Brown later died and Mark said he was relieved, but also saddened that he wasn’t made accountable for his actions. If he were still alive, Mark would report Brown to police now ‘without question’. He is extremely disappointed in the school’s response to others who came forward about Brown.

‘I think the school would wish this issue would just go away … I know they mightn’t feel like they were the ones that did it but, at the end of the day, even if they feel they don’t have any legal responsibility, the lack of compassion has just been incredibly disappointing …

‘I would have no hesitation in going and saying, "This is what this guy did to me. He destroyed my late teenage years, my early 20s, up to the time that I was married." Because I was in no-person’s land.

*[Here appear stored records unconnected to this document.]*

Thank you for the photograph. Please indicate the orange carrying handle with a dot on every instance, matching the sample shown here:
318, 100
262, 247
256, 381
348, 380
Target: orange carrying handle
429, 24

My compass had been completely thrown out.’

Mark said he would have reported Brown if there had been a safe place to do so, ‘but the culture of that school, it wouldn’t allow this’. He believes government has to step in with mandatory processes that will force every school in Australia to keep children safe.

Not long ago he had a significant health scare, and that’s what prompted him to tell his story.

‘It’s the right thing to do. I’ve been holding that in all those years and it’s just wrong … I’m still gobsmacked today, as an adult, to think that this guy was so incredibly deceptive.’